Lo que realmente necesitaba era cobrar una pequeña fortuna por aquel anillo y comenzar su vida en otro lugar menos peligroso. Aunque Lorenzo había sobrevivido, su posición era en extremo vulnerable. En el complot para asesinarlo estaban implicados nada menos que los Estados Pontificios, el reino de Nápoles, la república de Siena y el conde Girolamo, señor de Imola y Forli. El papa Sixto —indignado por la ejecución del arzobispo de Pisa y por la detención de su sobrino, el cardenal Raffaele— estaba decidido a ir a la guerra. Roma y el resto de los aliados, que ya habían iniciado represalias contra los mercaderes y banqueros florentinos instalados en sus dominios, eran enemigos demasiado poderosos, incluso para el Magnífico.

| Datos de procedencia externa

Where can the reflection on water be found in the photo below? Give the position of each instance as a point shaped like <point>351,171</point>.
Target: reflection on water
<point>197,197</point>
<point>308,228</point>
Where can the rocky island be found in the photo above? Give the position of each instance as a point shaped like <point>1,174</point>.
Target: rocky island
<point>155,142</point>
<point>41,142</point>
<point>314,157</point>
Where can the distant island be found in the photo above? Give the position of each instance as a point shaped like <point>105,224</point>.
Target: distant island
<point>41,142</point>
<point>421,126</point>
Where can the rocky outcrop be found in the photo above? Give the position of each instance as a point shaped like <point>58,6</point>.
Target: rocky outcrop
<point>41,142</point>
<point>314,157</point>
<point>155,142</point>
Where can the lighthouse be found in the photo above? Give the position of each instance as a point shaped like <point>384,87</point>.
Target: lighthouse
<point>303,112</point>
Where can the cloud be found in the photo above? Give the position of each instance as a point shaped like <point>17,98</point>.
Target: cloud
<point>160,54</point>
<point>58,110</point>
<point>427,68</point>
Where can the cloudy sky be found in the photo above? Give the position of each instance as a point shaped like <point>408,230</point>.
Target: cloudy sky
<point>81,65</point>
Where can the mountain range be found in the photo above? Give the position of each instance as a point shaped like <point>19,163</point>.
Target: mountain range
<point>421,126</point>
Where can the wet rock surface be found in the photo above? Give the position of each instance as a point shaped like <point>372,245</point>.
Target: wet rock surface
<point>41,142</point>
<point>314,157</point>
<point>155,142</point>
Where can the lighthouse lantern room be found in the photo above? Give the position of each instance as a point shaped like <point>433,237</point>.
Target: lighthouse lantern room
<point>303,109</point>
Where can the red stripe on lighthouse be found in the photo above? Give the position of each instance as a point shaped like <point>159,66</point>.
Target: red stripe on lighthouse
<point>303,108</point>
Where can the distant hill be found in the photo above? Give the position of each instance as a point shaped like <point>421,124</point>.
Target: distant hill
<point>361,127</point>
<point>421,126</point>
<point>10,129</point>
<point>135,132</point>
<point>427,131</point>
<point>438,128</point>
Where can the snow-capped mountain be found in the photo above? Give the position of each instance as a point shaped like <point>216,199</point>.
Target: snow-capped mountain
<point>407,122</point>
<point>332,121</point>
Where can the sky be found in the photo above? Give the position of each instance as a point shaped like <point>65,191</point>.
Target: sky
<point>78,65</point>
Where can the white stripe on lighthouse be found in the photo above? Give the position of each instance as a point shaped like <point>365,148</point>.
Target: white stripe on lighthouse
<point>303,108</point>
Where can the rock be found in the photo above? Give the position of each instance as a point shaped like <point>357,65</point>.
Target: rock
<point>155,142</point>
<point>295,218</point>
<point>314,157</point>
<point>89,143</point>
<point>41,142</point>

La estrella de Lorenzo no podía seguir resplandeciendo mucho tiempo. ¿Y la suya propia? ¿Estaba condenada a extinguirse antes siquiera de haber comenzado a brillar? ¿Es que su sino estaba marcado por algún genio maligno que se complacía en sembrar su camino de asesinatos y muertes? Sin padre, madre, abuelos ni hermanos… ¿Acaso había sido maldito desde su nacimiento? Como en un destello se le apareció el rostro de una joven mujer agonizando. Era la misma imagen que se le repetía en sueños desde que era un niño.

Aunque la visión de la cruz sobre el altar solía tranquilizarle, esta vez sólo provocó que aumentara su ansiedad. Mauricio se santiguó, rogó por la salvación de su alma y se aprestó a compartir mantel con Lorenzo. Mientras abandonaba la capilla le vino a la mente la bendición de su padre: «En tu persona, el único Coloma vivo de nuestra casa, se cifra el futuro de toda una estirpe. Que nuestro pasado no haya sido un viaje en vano».